AvePoint Cloud Backup

AvePoint Cloud Backup は、Exchange OnlineOneDriveSharePoint OnlineMicrosoft 365 グループTeamsMicrosoft Teams チャットProject Onlineパブリック フォルダーViva EngagePower BIPower AutomatePower Apps など、すべての Microsoft 365 インスタンスをバックアップして、データを保護することができます。これらのオブジェクト タイプはそれぞれ独立してバックアップ・リストアされます。

NOTE

Power Platform および AvePoint Cloud Backup Express 配下のサービス タイプを保護するには、追加のライセンスを購入する必要があります。

AvePoint Cloud Backup サブスクリプションのみを持っている場合の AvePoint Cloud Backup for Microsoft 365

AvePoint Cloud Backup のサービスを使用する際に、以下のことに注意してください。

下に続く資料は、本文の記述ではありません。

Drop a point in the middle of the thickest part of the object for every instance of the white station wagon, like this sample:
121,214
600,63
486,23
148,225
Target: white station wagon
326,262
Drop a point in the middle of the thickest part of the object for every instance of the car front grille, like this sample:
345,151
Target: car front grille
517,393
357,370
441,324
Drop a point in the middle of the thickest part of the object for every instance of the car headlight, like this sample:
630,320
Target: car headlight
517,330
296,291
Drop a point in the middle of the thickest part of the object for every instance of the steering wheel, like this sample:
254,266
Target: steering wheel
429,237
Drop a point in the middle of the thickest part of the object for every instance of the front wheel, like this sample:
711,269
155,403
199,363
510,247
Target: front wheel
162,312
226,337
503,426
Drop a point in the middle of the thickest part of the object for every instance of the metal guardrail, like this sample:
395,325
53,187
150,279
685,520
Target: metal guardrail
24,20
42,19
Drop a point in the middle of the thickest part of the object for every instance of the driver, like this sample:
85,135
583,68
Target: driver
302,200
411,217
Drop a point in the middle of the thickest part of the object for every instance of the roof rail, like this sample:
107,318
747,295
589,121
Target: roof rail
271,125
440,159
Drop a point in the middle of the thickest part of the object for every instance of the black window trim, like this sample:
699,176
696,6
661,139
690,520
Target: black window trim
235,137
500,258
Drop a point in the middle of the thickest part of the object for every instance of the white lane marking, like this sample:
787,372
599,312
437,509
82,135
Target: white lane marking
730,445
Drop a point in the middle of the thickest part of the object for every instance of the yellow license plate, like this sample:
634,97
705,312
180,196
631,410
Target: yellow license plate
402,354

SharePoint Online、OneDrive、Project Online

NOTE

Microsoft の知らせにより、2026 年 4 月 1 日より、Project Online に対して以下の変更が適用されます。

  • 新しい Project Online PWA サイトの作成はブロックされます。 ユーザーはテナントで新しい Project Online サイト (新しい PWA サイト コレクション) を作成できなくなります。

  • プロジェクトのない既存テナントはブロックされます。 PWA サイトに 1 件以上のプロジェクト含まている既存の Project Online テナントは、引き続き利用可能です。それ以外のテナントはすべてブロックされます。非 WPA データに引き続きアクセスできます。

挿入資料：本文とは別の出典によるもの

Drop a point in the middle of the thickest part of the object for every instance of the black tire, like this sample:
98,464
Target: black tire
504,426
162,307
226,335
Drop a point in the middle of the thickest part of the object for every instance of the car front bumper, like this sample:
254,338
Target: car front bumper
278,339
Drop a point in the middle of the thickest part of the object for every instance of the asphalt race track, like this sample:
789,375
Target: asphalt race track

その結果、セットアップされたが、一度も使用されていない既存の PWA サイトはこの日付以後にアクセスできなくなり、バックアップ中にスキップされます。

  • パフォーマンス向上のため、SharePoint サイト (SharePoint Online サイト、Teams チーム サイト、グループ チーム サイト、Viva Engage コミュニティ サイト、Project Online サイトを含む) の非表示リストがバックアップ範囲に含まれていません。非表示リストをバックアップに含める場合、AvePoint サポートまでお問い合わせください。バックアップに含める非表示リストについては、非表示リスト を参照してください。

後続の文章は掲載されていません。